Shift Left: more than how tickets are taken 

There are two primary components of the shift left movement. The one we have explored thus far has been about changing how tickets are handled. Part two is even more critical, as it significantly impacts the very structure of our service departments.  

This part is all about service workers and the roles/responsibilities given to them. Traditional shift left philosophy seeks to maximize efficiency by moving everyone down a tier. Managers to supervisors. Supervisors to “tier II agents” as an example. Tier II agents to tier I. And tier I level interactions deflected through automation. 

There are several healthy opportunities to modernize this way of thinking and still generate the outcomes we are looking for.  

As mentioned recently on an ICMI webinar with Roy Atkinson, “a focus on deflecting tickets is a focus on deflecting customers.” We should instead be embracing our service interactions as opportunities to galvanize relationships. Effectively automating can be quite different than forcefully deflecting them. 

I see this especially clearly while working in the gaming industry. What many service leaders considered “deflecting” tickets was making it such a pain to receive customer service that players would completely give up. They would delete the game versus trying to navigate the complicated process of getting help. Of course, the total number of inquiries on specific channels went down. But so did overall customer satisfaction and engagement. 

“We should embrace customer service for what it is – a chance to grow partnership and enhance long-term loyalty. 

The even more significant opportunity is how we are thinking about upskilling our resources. Instead of just moving service workers down a tier into a different box, let’s throw the box out! 

Frankly, most service organizations are too rigid in how they are organized. I’ve been in two recent coaching conversations where service leaders struggled with the division between tier I and tier II, or “Agent versus Sr. Agent.” What types of tickets should tier II take? Do I give them time out of the queue? Do tier I agents touch every ticket and escalate when they can’t handle it?  

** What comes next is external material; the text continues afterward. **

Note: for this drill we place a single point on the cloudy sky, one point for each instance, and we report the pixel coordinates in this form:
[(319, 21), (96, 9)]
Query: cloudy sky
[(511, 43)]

In exploring both cases more closely, it was revealed that what these teams needed was a flexible mentorship model. It’s a modern version of shift left. Don’t create another “box” that will lead to inefficient and lower utilization. Sr. Agents are there taking tickets and actively mentoring team members on how to handle complex issues. They are modeling the right behaviors right on stage with complete visibility so everyone can learn. This is far more effective than a blind escalation or a closed-door quality check. 

This exact example may not apply in every environment, but some versions of it probably will. Don’t get me wrong, I absolutely want a career progression path for these service workers. Have this progression focus less on moving to a title or “box,” and more on unlocking new capabilities as knowledge curators and mentors. These resources make everyone better at their job and allow leaders to retain the versatility they need to thrive when things deviate from the standard. (Basically, every day in the world of support😊) 

Shift Forward 

In conclusion, a shift left mentality can be beneficial in accelerating a service transformation. When we bring great information and capable resources closer to the customer, consistently better experiences will be the natural result. Practical tools make this all possible, forming the digital ecosystem to see the entire customer journey. While shift left thinking is rooted in efficiency, we have the power to genuinely shift forward and provide exceptional service as the primary outcome.